Even though at the moment it’s holding up better than most tech stocks, that doesn’t mean it’s out of the woods.
Trading Microsoft Stock on Earnings
Daily chart of Microsoft stock.
Chart courtesy of TrendSpider.com
As I look at Microsoft stock, I can’t help but notice the wedge pattern it’s forming. That’s defined by its series of higher lows and lower highs, as it consolidates below a key support zone.
That prior support zone was between $270 and $275, an area that buoyed the stock from January through April.
Once it gave way in March, that was the market’s way of telling traders — not necessarily investors — that it was time to get out of the way. The shares eventually avalanched down to $240.

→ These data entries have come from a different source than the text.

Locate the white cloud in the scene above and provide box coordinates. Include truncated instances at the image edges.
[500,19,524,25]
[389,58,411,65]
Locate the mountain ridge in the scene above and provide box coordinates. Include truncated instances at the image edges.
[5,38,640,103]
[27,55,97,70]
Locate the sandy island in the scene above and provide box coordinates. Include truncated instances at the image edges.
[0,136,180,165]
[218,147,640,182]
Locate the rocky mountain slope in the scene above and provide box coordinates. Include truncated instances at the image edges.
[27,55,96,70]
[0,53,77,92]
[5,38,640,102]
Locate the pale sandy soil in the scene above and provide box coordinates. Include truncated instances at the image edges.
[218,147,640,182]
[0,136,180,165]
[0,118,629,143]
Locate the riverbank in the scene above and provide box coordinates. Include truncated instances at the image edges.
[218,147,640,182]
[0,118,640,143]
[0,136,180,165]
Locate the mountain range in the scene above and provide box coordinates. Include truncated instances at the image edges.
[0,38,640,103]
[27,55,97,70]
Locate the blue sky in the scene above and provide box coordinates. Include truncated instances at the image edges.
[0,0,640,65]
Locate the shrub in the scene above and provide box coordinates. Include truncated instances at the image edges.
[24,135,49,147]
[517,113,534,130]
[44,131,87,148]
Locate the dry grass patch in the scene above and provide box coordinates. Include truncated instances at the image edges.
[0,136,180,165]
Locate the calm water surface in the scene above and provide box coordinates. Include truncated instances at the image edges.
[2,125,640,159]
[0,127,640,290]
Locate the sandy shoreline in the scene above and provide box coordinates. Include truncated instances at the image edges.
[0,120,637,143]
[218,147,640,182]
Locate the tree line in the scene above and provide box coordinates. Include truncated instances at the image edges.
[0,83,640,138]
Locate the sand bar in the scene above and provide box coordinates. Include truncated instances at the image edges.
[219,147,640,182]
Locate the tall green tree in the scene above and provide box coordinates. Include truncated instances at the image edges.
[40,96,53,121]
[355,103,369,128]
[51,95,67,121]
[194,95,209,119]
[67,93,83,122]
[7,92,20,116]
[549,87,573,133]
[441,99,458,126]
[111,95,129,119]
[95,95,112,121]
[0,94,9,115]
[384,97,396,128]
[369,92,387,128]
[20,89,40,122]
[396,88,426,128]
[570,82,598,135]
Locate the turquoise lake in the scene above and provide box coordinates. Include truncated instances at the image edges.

On the plus side, Microsoft stock found its footing at the monthly VWAP measure and the 50% retracement, as measured from the all-time high down to March 2020 low.
With today’s action the shares are pushing above the 10-day, 21-day and 50-day moving averages. But they are struggling with downtrend resistance and last week’s high.
If it cannot clear these hurdles and then loses its key short- and intermediate-term moving averages, this stock risks a test of wedge support. If it breaks, the $240 area could be back on the table.
On the upside, a push through last week’s high and wedge resistance could put the key $270 to $275 support zone back in play. This zone was resistance in June. If it’s resistance again, bulls will need to see another higher low for the action to be constructive.
On a push through $275, Microsoft stock could rally up to its 10-month moving average, currently just above $280, then potentially rally up to $295.